Since becoming senior vice president of produce for Canada’s largest retailer two years ago, he has overseen many changes in the way produce is bought and sold.
“What we’re trying to do is field to fork to create fresher produce at the store for customers,” he said. “What we learned pretty quickly is that every single thing we do in produce had to be changed because we can’t have a weak link.”
In the transportation department, his goal was to get lag time out of the system and get produce to stores faster.
The solution: open three consolidation centers in California and Arizona, with another planned for Fresno, Calif., to minimize the number of stops each truck makes, minimize the time produce spends in coolers and ensure trucks get in and out at a given time on a given day.
Then there’s Flow, a process initiated by the company’s supply chain group.
“It’s like cross-docking as opposed to slotting,” Venton said. “It basically says this item is going to sit in your warehouse for a minimum time, then it’s going to flow right into a store. The problem with it is that our business is so volatile, with weather and distance.”
Rigorous quality assurance is another Loblaw priority, he said.

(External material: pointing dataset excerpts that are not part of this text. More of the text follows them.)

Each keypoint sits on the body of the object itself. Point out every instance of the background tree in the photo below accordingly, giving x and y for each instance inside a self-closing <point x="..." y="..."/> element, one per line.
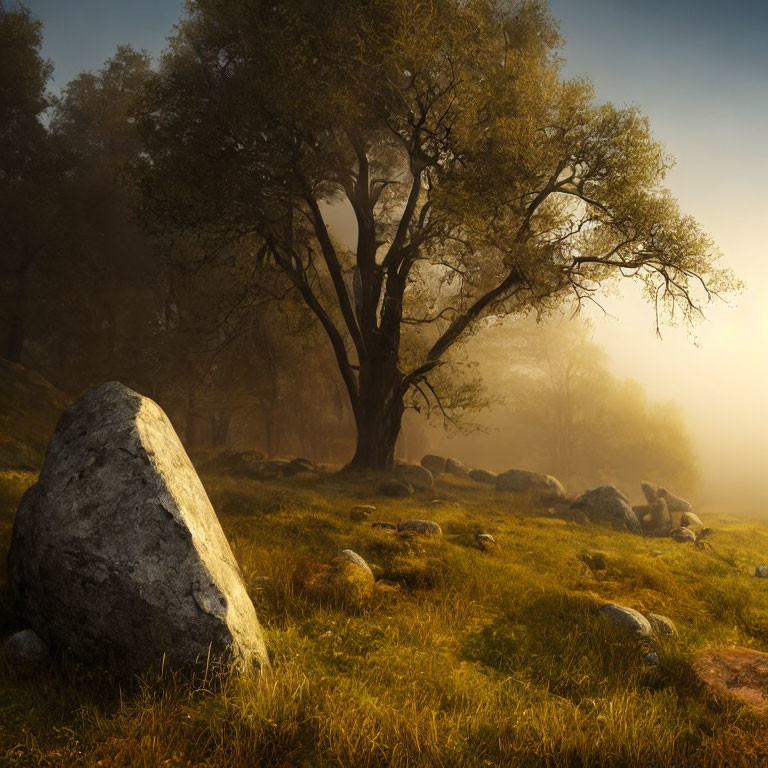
<point x="481" y="183"/>
<point x="562" y="411"/>
<point x="29" y="166"/>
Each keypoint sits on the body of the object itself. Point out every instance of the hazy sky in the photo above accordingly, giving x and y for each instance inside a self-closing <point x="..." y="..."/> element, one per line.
<point x="699" y="69"/>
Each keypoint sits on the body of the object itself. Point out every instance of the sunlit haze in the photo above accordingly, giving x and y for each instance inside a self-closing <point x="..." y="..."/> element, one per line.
<point x="699" y="70"/>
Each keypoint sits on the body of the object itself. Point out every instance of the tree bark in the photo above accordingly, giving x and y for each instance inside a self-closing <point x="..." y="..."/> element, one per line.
<point x="379" y="414"/>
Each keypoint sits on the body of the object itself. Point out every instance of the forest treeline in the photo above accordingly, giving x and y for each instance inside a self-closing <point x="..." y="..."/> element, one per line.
<point x="91" y="293"/>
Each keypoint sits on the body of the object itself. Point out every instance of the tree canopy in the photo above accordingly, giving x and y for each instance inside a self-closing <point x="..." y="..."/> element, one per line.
<point x="481" y="182"/>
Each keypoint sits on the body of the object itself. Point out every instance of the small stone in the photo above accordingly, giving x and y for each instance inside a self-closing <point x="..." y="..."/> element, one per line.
<point x="688" y="519"/>
<point x="24" y="648"/>
<point x="683" y="535"/>
<point x="360" y="512"/>
<point x="355" y="559"/>
<point x="425" y="527"/>
<point x="662" y="626"/>
<point x="435" y="464"/>
<point x="395" y="489"/>
<point x="487" y="543"/>
<point x="627" y="618"/>
<point x="651" y="659"/>
<point x="483" y="476"/>
<point x="416" y="475"/>
<point x="456" y="468"/>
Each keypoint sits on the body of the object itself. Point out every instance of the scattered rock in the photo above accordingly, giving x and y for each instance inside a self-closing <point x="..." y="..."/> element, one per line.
<point x="674" y="503"/>
<point x="544" y="487"/>
<point x="435" y="464"/>
<point x="395" y="489"/>
<point x="236" y="463"/>
<point x="683" y="535"/>
<point x="384" y="526"/>
<point x="271" y="469"/>
<point x="598" y="560"/>
<point x="689" y="519"/>
<point x="627" y="618"/>
<point x="739" y="674"/>
<point x="456" y="468"/>
<point x="25" y="648"/>
<point x="483" y="476"/>
<point x="662" y="626"/>
<point x="298" y="466"/>
<point x="116" y="552"/>
<point x="355" y="559"/>
<point x="605" y="504"/>
<point x="651" y="659"/>
<point x="487" y="543"/>
<point x="426" y="527"/>
<point x="360" y="512"/>
<point x="414" y="474"/>
<point x="342" y="581"/>
<point x="654" y="518"/>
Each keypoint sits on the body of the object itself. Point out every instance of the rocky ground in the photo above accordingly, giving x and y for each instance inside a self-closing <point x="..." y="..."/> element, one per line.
<point x="483" y="638"/>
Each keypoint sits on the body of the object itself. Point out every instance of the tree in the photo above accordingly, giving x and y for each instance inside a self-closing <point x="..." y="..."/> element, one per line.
<point x="27" y="167"/>
<point x="481" y="182"/>
<point x="564" y="412"/>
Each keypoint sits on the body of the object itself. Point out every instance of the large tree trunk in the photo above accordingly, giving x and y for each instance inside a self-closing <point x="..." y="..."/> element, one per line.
<point x="379" y="415"/>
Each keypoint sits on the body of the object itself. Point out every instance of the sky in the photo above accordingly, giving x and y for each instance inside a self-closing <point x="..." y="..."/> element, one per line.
<point x="699" y="70"/>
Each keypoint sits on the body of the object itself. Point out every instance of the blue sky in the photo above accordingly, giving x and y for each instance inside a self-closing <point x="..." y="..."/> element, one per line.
<point x="699" y="69"/>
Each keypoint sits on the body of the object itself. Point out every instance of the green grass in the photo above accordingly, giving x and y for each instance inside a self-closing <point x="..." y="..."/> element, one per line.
<point x="466" y="659"/>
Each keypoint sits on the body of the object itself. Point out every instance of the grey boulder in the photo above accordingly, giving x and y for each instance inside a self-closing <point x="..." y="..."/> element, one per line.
<point x="483" y="476"/>
<point x="25" y="648"/>
<point x="674" y="503"/>
<point x="435" y="464"/>
<point x="116" y="552"/>
<point x="355" y="559"/>
<point x="683" y="535"/>
<point x="395" y="489"/>
<point x="607" y="505"/>
<point x="414" y="474"/>
<point x="661" y="625"/>
<point x="456" y="468"/>
<point x="543" y="487"/>
<point x="425" y="527"/>
<point x="627" y="619"/>
<point x="688" y="519"/>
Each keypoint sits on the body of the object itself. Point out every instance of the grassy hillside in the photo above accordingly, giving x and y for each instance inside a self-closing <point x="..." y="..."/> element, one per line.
<point x="460" y="658"/>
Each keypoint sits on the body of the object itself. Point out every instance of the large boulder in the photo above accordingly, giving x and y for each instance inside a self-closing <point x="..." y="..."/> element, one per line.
<point x="605" y="504"/>
<point x="627" y="619"/>
<point x="483" y="476"/>
<point x="435" y="464"/>
<point x="674" y="503"/>
<point x="416" y="475"/>
<point x="654" y="518"/>
<point x="735" y="674"/>
<point x="424" y="527"/>
<point x="456" y="468"/>
<point x="543" y="487"/>
<point x="117" y="554"/>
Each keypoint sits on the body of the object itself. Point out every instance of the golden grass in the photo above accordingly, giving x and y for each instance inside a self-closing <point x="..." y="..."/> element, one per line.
<point x="475" y="660"/>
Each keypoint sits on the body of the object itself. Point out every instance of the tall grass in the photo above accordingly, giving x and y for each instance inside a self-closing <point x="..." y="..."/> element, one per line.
<point x="467" y="659"/>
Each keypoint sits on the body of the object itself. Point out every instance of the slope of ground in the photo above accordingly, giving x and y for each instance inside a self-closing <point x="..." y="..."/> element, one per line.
<point x="465" y="659"/>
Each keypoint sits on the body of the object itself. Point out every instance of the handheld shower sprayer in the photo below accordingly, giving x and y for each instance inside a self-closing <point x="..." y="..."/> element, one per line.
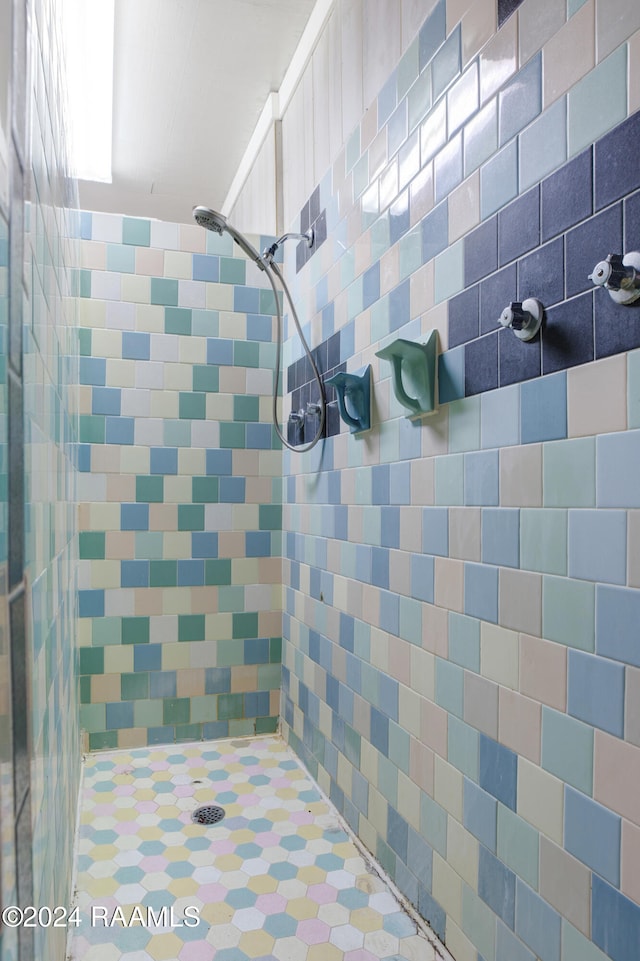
<point x="218" y="223"/>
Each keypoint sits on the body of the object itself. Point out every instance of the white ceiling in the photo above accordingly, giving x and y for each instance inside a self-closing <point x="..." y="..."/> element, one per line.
<point x="190" y="80"/>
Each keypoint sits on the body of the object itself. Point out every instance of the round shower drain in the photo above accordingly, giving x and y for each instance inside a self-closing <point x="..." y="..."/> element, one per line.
<point x="208" y="814"/>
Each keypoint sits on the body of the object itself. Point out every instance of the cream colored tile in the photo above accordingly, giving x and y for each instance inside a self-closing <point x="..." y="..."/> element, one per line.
<point x="541" y="799"/>
<point x="569" y="54"/>
<point x="499" y="654"/>
<point x="499" y="59"/>
<point x="462" y="852"/>
<point x="615" y="22"/>
<point x="479" y="25"/>
<point x="597" y="397"/>
<point x="543" y="671"/>
<point x="520" y="599"/>
<point x="519" y="724"/>
<point x="464" y="533"/>
<point x="521" y="476"/>
<point x="539" y="20"/>
<point x="464" y="207"/>
<point x="616" y="775"/>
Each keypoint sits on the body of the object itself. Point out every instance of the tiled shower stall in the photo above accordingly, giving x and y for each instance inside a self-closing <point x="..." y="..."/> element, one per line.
<point x="443" y="612"/>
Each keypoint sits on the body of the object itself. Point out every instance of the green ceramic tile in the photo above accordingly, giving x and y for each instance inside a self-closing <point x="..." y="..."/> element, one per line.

Teams are busy conducting audits in stores and will eventually be testing competitors’ produce for brix, pressure and other items.
“We want to see if we’re as good as we think we are,” he said.
Meanwhile, a 19-member So Fresh group based in Fresno has fanned out through the U.S. and up and down the coast, working with shippers and checking product before it’s loaded.
“Eventually, we’re going to get right into the store with quality assurance,” he said. “We’re almost inspecting 100% of what comes through our facilities.”
The retailer is even creating its own specifications for accepting or rejecting product.
“We’re going far beyond the specs set by the Canadian Food Inspection Agency and forming our own unbiased group to work as a liaison between category managers and our quality assurance team,” he said. “We’re adding a technologist’s position, we’ve hired two people and we’ll hire two more this year.”
Buying better involves partnering with better shippers and growers, he said.
“We’re giving more business to the best growers,” he said. “The majority of our Top 40 club are U.S., but we do have Canadian and Mexican growers and we will have Chilean growers as we discover the really good, sophisticated ones who, we believe, are going to raise the bar.”
These preferred suppliers are given a “look under our hood,” he said. “We say here’s our strategy, here are the commitments we’re making, here’s what we want from you and, later, here’s how we’ve progressed.”
Back in the produce department, Venton has spearheaded Platinum items, 11 so far, that are exclusive to Loblaw.
Each has been voted as the best-tasting item in its category by senior management. Winners include the brown kumato tomato, grown in Mexico or in Canadian greenhouses in season, fingerling potatoes and the Sonya and Lady Alice apples.